O Brasil está entre os países que mais preocupam os cientistas que produziram o 2021 Production Gap Report (Relatório de Lacuna de Produção de 2021), que detalha as estratégias e os planos de governo para a produção de combustíveis fósseis em 15 dos principais centros produtores. O relatório mostra que os grandes produtores mundiais planejam produzir em 2030 mais do que o dobro da quantidade de combustíveis fósseis do que seria consistente para limitar o aquecimento global a 1,5°C, em linha com expectativas do Acordo de Paris, tratado mundial que tem o objetivo de reduzir o aquecimento global.
O documento traz análises de mais de 40 pesquisadores do mundo todo, sendo cinco da UFRJ, única universidade brasileira representada: Alexandre Szklo, Bruno Cunha, Fernanda Barbosa, Joana Portugal Pereira e Roberto Schaeffer, do Instituto Alberto Luiz Coimbra de Pós-Graduação e Pesquisa em Engenharia (Coppe/UFRJ). O estudo foi produzido pelo Instituto de Meio Ambiente de Estocolmo (SEI), Instituto Internacional para o Desenvolvimento Sustentável (IISD), Programa das Nações Unidas para o Meio Ambiente (Pnuma), além de outras entidades.
O relatório mede a lacuna existente entre a produção de carvão, petróleo e gás natural planejada pelos países e os limites de produção globais que seriam necessários para o cumprimento do Acordo de Paris. A maior lacuna é a do carvão, cuja produção está prevista para ser aproximadamente 240% maior do que o recomendável em 2030. Em seguida, vem a do óleo cru, ultrapassando o limite em mais de 57% e, na sequência, a do gás, com 71% a mais do que seria consistente com a limitação do aquecimento global em 1,5°C.
A pesquisa aponta que o total do volume planejado pelos grandes produtores de combustíveis fósseis para 2030 acarretará na produção anual de 36 bilhões de toneladas de CO2: uma quantidade que supera o dobro das 17 bilhões de toneladas, que seria a quantidade máxima de emissões associada à queima de combustíveis fósseis, conforme o Acordo de Paris. Além do Brasil, fazem parte do grupo de grandes produtores: Austrália, Canadá, China, Alemanha, Índia, Indonésia, México, Noruega, Rússia, Arábia Saudita, África do Sul, Emirados Árabes Unidos, Reino Unido e Estados Unidos.
Expectativas do governo brasileiro em descompasso
De acordo com Roberto Schaeffer, o Brasil, que pretende dobrar sua produção de óleo e gás, acaba ficando em uma posição equiparável a dos Estados Unidos e Arábia Saudita, que também pretendem ampliar suas produções. Com isso, o principal foco de preocupação climática no país, o desmatamento, pode se tornar outro, entre 2030 e 2050, passando a ser a área de petróleo, gás natural e seus derivados. A expectativa do governo federal de produzir grandes volumes de petróleo compatíveis com suas novas reservas nos campos do pré-sal são conflitantes com a expectativa do mundo de poder consumi-lo.
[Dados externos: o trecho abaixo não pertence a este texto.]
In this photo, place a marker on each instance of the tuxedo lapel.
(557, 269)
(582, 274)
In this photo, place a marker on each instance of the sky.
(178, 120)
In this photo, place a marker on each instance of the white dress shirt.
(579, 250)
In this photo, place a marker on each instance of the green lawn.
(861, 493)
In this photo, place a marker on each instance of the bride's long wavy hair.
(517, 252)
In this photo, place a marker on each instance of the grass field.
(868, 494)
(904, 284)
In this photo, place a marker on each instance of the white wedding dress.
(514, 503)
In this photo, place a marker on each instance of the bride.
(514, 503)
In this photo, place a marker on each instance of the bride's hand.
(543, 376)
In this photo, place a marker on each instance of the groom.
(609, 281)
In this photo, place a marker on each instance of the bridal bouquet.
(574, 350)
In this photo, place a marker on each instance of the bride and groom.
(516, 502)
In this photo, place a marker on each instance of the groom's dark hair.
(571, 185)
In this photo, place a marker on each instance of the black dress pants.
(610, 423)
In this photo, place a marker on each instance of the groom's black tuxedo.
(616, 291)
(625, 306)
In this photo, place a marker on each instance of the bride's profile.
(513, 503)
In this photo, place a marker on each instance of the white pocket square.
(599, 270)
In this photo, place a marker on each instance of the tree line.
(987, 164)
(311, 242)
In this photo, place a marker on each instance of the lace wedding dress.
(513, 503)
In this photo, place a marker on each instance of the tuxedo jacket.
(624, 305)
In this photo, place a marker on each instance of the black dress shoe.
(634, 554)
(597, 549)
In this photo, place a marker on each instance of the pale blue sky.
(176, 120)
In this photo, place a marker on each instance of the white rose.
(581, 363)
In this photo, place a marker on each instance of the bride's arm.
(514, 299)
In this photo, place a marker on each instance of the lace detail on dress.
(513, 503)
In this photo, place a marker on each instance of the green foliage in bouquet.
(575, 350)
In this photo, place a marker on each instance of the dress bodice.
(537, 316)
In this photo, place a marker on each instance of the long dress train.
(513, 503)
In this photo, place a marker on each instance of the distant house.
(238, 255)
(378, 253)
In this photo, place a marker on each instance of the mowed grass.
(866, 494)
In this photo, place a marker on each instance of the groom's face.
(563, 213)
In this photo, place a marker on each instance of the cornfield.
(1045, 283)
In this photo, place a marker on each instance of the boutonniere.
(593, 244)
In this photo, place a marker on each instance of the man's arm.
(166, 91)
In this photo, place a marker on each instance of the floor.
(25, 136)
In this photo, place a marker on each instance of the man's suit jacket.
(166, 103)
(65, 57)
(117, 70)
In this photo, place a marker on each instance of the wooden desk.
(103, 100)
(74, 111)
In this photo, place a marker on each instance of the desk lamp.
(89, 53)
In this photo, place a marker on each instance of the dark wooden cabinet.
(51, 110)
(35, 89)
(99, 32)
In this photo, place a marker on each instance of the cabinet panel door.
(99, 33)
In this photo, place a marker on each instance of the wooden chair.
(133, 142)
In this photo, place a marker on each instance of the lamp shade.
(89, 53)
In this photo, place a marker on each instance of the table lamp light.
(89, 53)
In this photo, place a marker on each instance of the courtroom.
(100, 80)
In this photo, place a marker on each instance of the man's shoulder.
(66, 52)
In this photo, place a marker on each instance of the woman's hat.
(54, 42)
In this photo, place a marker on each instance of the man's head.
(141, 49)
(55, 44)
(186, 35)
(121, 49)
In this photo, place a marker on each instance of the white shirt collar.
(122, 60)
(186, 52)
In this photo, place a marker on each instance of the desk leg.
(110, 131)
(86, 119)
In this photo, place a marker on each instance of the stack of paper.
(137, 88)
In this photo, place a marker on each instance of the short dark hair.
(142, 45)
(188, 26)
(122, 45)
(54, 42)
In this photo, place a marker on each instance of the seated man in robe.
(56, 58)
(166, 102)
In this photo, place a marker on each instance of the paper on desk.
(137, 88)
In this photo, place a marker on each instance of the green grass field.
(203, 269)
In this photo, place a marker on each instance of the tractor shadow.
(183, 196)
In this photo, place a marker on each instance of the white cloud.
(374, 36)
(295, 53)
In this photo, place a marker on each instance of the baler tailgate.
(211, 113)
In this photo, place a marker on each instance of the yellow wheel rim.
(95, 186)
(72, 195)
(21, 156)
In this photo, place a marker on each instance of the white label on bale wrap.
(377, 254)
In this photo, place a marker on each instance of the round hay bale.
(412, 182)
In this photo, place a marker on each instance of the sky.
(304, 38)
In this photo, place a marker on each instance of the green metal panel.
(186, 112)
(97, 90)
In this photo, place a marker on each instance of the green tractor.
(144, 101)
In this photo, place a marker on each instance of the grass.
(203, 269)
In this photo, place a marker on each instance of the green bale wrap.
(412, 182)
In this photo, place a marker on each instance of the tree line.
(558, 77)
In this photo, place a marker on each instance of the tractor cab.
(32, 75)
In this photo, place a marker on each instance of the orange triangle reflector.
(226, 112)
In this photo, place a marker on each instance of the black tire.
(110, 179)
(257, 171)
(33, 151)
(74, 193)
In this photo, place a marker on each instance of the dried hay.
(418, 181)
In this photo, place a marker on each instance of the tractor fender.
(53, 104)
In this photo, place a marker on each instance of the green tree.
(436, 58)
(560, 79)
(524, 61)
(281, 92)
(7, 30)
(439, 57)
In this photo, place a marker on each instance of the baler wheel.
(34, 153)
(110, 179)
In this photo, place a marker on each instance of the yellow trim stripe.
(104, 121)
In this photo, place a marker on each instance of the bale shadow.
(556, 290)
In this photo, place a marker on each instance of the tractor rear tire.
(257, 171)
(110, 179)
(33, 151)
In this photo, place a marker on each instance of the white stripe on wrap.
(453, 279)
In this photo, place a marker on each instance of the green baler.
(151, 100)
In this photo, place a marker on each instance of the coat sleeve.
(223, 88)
Essa é a análise do pesquisador.
Desde o início da pandemia de covid-19, os países do G20 direcionaram cerca de US$ 300 bilhões em novos fundos para atividades de combustíveis fósseis, de acordo com o relatório, mais do que o destinado para energia limpa. Além disso, diversos grandes produtores de carvão estão planejando continuar ou aumentar a produção para depois de 2030.
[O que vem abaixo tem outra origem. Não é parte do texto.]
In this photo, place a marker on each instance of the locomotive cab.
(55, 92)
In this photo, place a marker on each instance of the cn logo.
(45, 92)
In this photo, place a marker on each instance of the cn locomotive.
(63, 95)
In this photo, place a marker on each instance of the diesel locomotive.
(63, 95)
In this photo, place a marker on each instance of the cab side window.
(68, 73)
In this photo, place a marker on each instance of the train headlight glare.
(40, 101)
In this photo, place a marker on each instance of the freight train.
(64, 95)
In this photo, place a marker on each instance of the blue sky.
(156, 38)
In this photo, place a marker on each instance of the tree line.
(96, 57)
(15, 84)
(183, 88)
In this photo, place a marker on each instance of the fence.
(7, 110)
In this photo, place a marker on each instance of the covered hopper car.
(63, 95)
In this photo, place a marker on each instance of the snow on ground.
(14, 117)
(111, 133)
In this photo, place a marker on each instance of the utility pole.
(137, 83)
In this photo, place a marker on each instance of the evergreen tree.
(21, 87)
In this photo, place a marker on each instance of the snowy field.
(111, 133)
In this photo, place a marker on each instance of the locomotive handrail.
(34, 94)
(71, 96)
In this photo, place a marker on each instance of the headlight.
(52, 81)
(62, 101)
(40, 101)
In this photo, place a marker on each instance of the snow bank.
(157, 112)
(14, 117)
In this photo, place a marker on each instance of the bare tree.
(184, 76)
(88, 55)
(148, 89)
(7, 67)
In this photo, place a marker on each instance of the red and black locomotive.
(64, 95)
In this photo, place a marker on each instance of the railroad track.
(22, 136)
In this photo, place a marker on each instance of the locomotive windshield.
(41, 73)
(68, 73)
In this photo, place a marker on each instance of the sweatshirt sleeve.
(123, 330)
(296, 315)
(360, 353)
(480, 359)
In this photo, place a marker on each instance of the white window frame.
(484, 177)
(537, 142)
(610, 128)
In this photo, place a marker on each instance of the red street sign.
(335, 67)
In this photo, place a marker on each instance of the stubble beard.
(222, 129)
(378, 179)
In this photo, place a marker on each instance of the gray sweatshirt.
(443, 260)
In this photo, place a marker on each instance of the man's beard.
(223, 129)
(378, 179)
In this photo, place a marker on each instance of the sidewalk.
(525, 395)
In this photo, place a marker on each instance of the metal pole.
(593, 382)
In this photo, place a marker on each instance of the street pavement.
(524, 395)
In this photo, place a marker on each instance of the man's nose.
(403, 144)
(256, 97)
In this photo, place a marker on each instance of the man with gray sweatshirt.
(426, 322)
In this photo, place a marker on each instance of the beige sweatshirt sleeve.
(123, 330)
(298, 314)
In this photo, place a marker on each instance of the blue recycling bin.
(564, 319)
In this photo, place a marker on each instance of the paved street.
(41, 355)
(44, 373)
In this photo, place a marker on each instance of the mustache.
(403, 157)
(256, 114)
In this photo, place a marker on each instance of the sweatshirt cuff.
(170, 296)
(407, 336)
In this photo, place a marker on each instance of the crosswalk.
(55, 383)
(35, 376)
Transparência é fundamental
Os cientistas consideram que informações verificáveis e comparáveis, tanto de governos quanto de empresas, sobre a produção e o apoio a combustíveis fósseis são essenciais para lidar com a lacuna de produção. Os pesquisadores afirmam que os governos devem fortalecer a transparência, divulgando seus planos de produção nos documentos relacionados a seus compromissos climáticos para o Acordo de Paris. De acordo com eles, os governos têm um papel primordial: fechar a lacuna de produção de uma forma que garanta que a transição para o abandono dos combustíveis fósseis seja justa e equitativa.
“Os governos podem restringir a exploração e extração de combustíveis fósseis, eliminar gradualmente os subsídios aos produtores e as finanças públicas para projetos de combustíveis fósseis, e redirecionar o apoio para a descarbonização e para esforços de transição justa”, concluem os autores do relatório.